Radical Reconfiguration of State-Citizen Relations in Ukraine

Dr. Oleksandra Tarkhanova
Center for Governance and Culture in Europe, University of St. Gallen
Funding: Swiss National Science Foundation – Ambizione Grant
Duration: 2024–2028
Team:
Dr. Olena Strelnyk (Institute of Sociology, the National Academy of Sciences of Ukraine)
Dr. Hanna Zaremba-Kosovych (Institute of Ethnology, National Academy of Sciences of Ukraine)
Taisia Vedunova (MA student, University of St. Gallen).
The project examines how state-citizen relations in Ukraine are being reconfigured under conditions of Russia’s full-scale invasion, mass displacement, and occupation. Using qualitative and ethnographic methods, it investigates how people enact, contest, and redefine citizenship in times of crisis.
Since the beginning of Russia’s full-scale invasion of Ukraine on February 24, 2022, the Ukrainian state has faced severe challenges to its sovereignty, territorial control, and its ability to maintain meaningful relationships with citizens. As state institutions struggled to assert control, provide services, fulfill citizens’ rights, and stay connected with displaced populations and those living under occupation, Ukrainian citizens responded in diverse and often extraordinary ways.
This project explores how citizenship is being fundamentally reconfigured under such conditions of crisis.

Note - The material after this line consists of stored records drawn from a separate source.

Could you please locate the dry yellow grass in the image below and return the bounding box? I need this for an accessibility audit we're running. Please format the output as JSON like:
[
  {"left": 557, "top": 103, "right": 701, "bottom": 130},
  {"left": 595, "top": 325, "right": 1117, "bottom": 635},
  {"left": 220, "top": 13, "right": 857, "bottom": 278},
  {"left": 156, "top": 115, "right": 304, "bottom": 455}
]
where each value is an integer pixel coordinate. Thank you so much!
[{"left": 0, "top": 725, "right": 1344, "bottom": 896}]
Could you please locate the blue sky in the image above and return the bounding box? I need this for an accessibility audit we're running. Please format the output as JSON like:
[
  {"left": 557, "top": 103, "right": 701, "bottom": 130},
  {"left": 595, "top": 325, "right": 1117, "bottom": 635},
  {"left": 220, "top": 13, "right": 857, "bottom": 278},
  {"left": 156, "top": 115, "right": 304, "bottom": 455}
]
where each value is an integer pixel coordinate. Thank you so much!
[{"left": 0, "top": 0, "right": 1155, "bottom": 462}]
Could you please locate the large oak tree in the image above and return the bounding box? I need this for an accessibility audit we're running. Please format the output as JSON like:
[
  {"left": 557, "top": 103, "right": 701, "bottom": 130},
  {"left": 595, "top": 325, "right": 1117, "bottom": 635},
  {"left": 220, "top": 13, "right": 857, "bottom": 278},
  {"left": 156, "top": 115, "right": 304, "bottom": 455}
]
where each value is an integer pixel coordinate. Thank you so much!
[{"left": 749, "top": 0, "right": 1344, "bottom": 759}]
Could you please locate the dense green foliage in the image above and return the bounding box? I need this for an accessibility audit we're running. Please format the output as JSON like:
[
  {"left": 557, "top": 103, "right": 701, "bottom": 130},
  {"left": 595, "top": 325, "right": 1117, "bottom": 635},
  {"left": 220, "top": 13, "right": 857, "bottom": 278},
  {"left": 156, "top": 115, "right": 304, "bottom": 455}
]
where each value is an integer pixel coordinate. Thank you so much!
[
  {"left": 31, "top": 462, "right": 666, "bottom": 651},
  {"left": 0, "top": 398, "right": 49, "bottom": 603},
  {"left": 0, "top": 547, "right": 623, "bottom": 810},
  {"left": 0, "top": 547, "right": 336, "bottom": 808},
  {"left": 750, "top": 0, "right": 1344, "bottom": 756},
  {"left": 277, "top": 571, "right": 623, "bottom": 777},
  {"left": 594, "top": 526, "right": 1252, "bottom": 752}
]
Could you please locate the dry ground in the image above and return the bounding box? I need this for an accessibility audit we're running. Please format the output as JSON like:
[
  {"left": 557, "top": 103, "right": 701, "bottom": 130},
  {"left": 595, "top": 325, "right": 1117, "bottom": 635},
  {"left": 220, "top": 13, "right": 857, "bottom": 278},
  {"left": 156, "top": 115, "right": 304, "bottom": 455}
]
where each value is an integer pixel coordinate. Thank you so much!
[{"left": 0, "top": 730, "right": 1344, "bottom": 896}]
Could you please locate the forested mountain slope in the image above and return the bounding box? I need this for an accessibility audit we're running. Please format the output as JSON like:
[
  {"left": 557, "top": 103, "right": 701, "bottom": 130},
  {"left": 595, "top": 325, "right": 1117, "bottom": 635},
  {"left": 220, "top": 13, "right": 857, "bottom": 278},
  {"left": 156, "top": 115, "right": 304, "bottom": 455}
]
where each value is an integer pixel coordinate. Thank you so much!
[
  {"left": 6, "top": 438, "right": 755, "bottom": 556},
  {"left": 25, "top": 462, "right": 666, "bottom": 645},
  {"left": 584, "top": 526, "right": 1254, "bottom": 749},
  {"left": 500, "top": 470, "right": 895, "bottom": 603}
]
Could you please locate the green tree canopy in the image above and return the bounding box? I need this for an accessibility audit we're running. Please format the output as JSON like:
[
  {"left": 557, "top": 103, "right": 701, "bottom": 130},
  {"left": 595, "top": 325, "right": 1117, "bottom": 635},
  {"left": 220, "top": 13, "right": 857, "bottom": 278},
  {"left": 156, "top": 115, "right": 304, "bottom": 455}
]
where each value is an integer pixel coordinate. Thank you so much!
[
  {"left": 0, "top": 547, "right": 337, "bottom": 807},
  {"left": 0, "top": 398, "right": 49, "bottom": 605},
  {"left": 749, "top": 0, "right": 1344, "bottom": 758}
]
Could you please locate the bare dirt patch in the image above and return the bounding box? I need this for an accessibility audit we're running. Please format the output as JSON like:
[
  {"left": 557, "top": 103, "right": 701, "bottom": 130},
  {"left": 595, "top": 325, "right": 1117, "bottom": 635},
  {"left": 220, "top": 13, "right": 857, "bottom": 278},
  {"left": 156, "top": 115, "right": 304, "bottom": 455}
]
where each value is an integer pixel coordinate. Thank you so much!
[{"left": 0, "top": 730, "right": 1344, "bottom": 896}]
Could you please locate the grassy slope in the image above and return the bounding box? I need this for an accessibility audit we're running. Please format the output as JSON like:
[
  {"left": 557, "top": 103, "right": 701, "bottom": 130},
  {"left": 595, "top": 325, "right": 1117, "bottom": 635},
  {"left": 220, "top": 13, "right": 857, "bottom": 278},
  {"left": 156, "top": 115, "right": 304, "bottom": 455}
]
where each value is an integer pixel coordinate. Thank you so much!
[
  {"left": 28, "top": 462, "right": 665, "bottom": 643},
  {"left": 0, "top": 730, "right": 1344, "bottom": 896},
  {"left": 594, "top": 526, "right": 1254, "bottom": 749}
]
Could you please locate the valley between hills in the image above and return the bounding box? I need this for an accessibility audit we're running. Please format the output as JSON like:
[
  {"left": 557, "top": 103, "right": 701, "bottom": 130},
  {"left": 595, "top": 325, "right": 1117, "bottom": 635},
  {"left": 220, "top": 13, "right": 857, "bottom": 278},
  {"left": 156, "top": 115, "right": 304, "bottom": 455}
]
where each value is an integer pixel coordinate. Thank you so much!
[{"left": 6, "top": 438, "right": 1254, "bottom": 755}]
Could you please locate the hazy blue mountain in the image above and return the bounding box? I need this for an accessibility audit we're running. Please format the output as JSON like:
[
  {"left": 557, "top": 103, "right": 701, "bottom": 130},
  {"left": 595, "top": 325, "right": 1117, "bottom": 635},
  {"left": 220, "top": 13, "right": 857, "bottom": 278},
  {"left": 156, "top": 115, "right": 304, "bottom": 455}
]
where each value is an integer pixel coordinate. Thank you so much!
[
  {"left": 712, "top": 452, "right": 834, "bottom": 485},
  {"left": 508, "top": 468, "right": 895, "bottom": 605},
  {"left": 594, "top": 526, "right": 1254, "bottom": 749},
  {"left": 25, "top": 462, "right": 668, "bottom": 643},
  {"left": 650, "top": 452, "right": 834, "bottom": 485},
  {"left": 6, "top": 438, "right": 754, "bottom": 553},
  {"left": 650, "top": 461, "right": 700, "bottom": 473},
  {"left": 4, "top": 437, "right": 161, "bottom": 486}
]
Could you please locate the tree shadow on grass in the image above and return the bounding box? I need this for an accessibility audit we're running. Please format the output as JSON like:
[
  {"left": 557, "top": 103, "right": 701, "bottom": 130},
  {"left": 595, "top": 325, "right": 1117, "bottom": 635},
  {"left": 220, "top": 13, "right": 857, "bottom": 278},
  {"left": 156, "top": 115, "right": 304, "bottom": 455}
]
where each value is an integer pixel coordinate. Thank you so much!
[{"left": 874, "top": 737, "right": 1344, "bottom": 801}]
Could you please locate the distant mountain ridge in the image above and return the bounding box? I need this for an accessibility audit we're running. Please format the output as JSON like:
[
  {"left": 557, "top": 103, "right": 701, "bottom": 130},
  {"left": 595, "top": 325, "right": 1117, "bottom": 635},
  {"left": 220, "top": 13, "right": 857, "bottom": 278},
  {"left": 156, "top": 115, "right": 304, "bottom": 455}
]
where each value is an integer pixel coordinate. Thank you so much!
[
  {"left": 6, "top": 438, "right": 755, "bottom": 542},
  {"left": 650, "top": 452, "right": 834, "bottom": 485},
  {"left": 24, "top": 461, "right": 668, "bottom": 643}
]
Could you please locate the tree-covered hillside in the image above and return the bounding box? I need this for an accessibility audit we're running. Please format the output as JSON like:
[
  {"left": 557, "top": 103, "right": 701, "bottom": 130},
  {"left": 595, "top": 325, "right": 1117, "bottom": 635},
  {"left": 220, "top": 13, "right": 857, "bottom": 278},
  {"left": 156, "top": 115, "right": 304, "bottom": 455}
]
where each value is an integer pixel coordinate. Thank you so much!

It focuses on three key encounters between the state and citizens: internally displaced persons, citizens who lived under occupation, and civic volunteers. Using qualitative methods - including in-depth interviews and ethnographic fieldwork - the research examines how individuals practice, negotiate, and contest citizenship during a sovereignty crisis. By drawing on critical citizenship studies, the project reveals how, even amid war, displacement, and institutional disruption, citizenship becomes a space of resilience, creativity, and political agency.